DETAILED DESCRIPTION OF THE INVENTION

[0016] The present invention is directed to a bicycle rack capable of storing one or more bicycles above the ground. The rack is designed to be easily raised and lowered by a child or small adult by means of a gear assembly which is interposed between a lever arm to which the bicycles are attached and an upright post which serves to anchor the bicycle rack.

[0017] Referring to the drawings, and particularly to FIG. 1, and, for different iterations, FIGS. 2-5, the invention consists of an upright post which serves to anchor the bicycle rack. This upright post can be bolted or screwed vertically into a wall or attached by way of brackets to a bumper of a motor home, or attached to a plate which rests against the floor and is heavy enough to safely hold the bicycles in the lever's upright position without creating a danger that the bicycle rack will fall over.

[0018] Attached to the upright post is a lever, which can be raised or lowered by means of a mechanical gear. The lever can be of various lengths, capable of holding one to numerous bicycles. Limiting the length of the lever will be the ceiling height and the ability of the upright post and its method of stability to hold the lever and its bicycle(s) while fully extended horizontally.

[0019] The mechanical gear can be operated by hand, by battery power, or by electric power.

[0020] The present invention is directed to a bicycle rack which can store one or more bicycles off the floor by means of a movable lever, operated by a hand-powered, battery powered, or electrical gear mechanism. The bicycle rack can either be bolted to a wall, for example, in the preferred embodiment, of a garage, or can be stabilized by a suitably heavy weight, or bolted to the bumper of a motor home or other vehicle.

[0021] Referring to the various iterations of this invention the bicycle rack includes a stabilization means, which can be of several basic designs, including a vertical plate bolted to a wall or other upright structure (FIG. 1), a weighted plate sufficiently heave to stabilize the bicycle rack (FIG. 3), or a horizontal plate which can be screwed or bolted to the bumper of a motor home, trailer, or other transportation vehicle (FIG. 4).

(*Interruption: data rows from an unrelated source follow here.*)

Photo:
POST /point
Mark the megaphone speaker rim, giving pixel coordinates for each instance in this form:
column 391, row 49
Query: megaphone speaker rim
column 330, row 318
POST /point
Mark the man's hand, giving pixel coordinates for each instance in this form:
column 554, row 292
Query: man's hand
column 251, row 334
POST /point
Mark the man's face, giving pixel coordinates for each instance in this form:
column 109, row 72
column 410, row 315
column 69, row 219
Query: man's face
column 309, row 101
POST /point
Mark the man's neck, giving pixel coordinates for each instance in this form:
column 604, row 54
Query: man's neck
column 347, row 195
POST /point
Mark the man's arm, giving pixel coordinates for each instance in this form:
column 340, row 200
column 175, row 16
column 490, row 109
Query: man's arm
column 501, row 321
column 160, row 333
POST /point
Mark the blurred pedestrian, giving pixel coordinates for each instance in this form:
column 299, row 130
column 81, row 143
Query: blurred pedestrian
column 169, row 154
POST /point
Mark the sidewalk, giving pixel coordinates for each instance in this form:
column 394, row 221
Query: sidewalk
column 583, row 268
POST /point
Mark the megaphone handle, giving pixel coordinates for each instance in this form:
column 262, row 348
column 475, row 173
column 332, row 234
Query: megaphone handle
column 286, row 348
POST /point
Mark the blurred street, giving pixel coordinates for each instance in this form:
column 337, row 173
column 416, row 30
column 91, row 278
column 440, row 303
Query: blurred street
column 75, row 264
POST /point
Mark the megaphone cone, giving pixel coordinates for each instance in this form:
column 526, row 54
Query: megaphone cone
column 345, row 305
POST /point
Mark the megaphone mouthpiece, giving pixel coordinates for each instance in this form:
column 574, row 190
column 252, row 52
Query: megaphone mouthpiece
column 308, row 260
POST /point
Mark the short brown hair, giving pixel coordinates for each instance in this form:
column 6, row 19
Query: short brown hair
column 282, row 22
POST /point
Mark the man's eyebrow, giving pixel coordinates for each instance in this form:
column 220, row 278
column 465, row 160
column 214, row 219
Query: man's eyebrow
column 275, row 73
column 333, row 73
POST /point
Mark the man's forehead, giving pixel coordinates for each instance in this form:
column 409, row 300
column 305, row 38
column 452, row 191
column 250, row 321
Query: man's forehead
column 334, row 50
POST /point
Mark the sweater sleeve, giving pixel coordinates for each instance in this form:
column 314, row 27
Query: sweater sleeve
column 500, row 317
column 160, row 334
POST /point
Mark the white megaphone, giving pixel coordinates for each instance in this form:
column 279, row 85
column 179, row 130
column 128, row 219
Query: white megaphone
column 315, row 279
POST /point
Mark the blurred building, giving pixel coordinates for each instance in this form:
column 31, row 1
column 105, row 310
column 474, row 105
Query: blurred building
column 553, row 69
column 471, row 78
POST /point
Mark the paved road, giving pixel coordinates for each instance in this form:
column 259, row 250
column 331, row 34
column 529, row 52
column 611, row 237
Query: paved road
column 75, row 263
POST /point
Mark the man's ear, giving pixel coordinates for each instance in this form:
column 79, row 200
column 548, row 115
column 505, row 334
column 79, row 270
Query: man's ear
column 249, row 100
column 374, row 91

[0022] Referring specifically to FIG. 1, the bicycle rack (generally indicated by reference number 1) contains a lever (9) which can be adjusted from a horizontal (0 degrees) position to a vertical (90 degrees) position which can be raised and lowered by a human operator, and to which can be attached one or more bicycles or other devices of similar shape, size and weight, by means of hooks (13) or clamps (described in FIG. 3) which are connected to the lever by a partially rotatable hanger (10) which is attached to both the lever and the hooks or clamps with pop-rivets (14), bolts, or other means of attachment. The hanger (10) attaches, by means of pop-rivets (11), bolts, or other means of attachment, a spreader bar (12). At the end of each spreader bar (12) are attached hooks (13) which cradle in the hook portion the bar of a bicycle. The hooks (13) can be coated or covered with a protective coating or sleeve of material to reduce abrasion from a metal-metal contact with the bicycle. The lever (9) is raised and lowered by its attachment to a larger gear (7) that meshes with a smaller gear (6) that is attached to a hand crank (5). In other iterations, the smaller gear can be driven by battery power or electricity rather than the hand crank (5) shown in FIG. 1. Holding the lever (9) above the ground is a stand (5) which is a rigid, inflexible piece of plastic, wood, metal, or a similar compound. The stand (5) may have holes drilled in it to facilitate its being screwed, nailed, or bolted into a vertical wall. The stand is attached at its lower end to a weighted block (generally indicated by reference number 2). The weighted block (2) serves two main purposes: first, as a weight sufficient to stabilize the invention in both its “up” and “down” positions; second, as a storage box into which bicycle and other gear can be stored. Attached to the underside (3) of the weighted block (2) are coasters or wheels (4) by which the invention can be moved easily around a garage or bicycle showroom.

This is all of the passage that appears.